Labor likely won't target travel agencies over status of ICs: Travel Weekly

A new Labor Department rule could make it more difficult for agencies to categorize workers as independent contractors (ICs) as opposed to employees, but there are steps agencies can take to ensure their ducks are in a row when it comes to having ICs.

Further, industry experts agree that even if the new rule is implemented as written, it is unlikely that Labor would audit employers in an industry like travel, where the employer-IC relationship is preferred by both parties.

“I would say that the Biden administration has, at heart, avoidance of exploitation of workers who don’t get overtime and don’t even get the minimum wage,” said industry attorney Mark Pestronk, who writes Travel Weekly’s Legal Briefs column. “I don’t know that they’re really interested in these kinds of travel relationships where everybody’s happy.”

Peter Lobasso, ASTA’s general counsel, agreed.

"Labor's rule is by no means an existential threat to the viability of the IC business model." -- Peter Lobasso, ASTA

“To the best of our knowledge, travel agencies have not been a particular target of Labor Department enforcement efforts with respect to worker misclassification, and I see no reason why that would change should the rule be adopted as proposed,” he said.

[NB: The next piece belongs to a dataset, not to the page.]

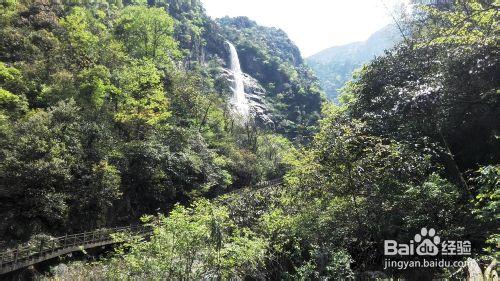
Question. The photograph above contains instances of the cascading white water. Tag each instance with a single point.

Last month, Labor published a proposed rule on contractor classification that uses an economic reality test to determine a worker’s status. Six factors are considered, including the investments made by the worker and employer and how permanent the work relationship is.

Essentially, Lobasso said, the new rule returns Labor’s interpretation of the economic reality test to what was in effect toward the end of the Obama administration. It puts equal weight on all factors, instead of on the two proposed under the Trump administration to have more weight: the control that’s exerted over the worker and the worker’s opportunity for profit and loss.

ASTA views this as “a modest step backward” in worker classification at the federal level, “but by no means an existential threat to the ongoing viability of the IC business model,” Lobasso said. The Society also continues to advocate for a harmonization of worker categorization at the federal level, as several tests are currently in use by federal entities.

Pestronk said that of the six criteria, “no single factor will be determinative.” Instead, all need to be weighed to determine a worker’s status. Most problematic for travel agencies is whether a worker “performs the same work that an employer is in business to provide.”

  • Related Legal Briefs column: Labor’s criteria for determining IC status

Better to be safe than sorry

Regardless of the proposed rule’s likelihood to be enforced via audit, both attorneys advised agencies to shore up agreements with ICs.

Lobasso encouraged agencies to look toward “long-standing industry best practices” for engaging ICs: have a written contract, compensate ICs based only on sales and not hours worked and engage an IC as an entity, like an LLC.

Mark Pestronk

Pestronk also emphasized engaging ICs as LLCs or corporations, because then their own corporation is responsible for paying minimum wage or overtime, not the host agency. Hosts that engage both ICs and employees should set up a separate hosting business that can conduct administrative tasks related to hosting ICs but does not itself sell travel. 

IC contracts should give workers the ability to work with multiple host agencies, establishing that an IC relationship is less permanent, Pestronk said. 

And no host agency should dictate when ICs can work.

One potential issue is a factor in the rule that considers “skill and business-like initiative,” which would indicate if a worker is in business for themselves and not an employer, by demonstrating independent business judgement. Pestronk said “total newbies” might have issues being called ICs under that factor, an issue that can be solved through training.

“But on the other hand,” he said, “all factors have to be considered — no single factor is determinative.”

Comment on the Labor’s proposed rule will be accepted through mid-December. After that, the department will mull the input and eventually reveal its final rule. According to Pestronk, factoring in the likelihood of an inevitable, but likely unsuccessful lawsuit, the new rule will probably not go into effect until 2024.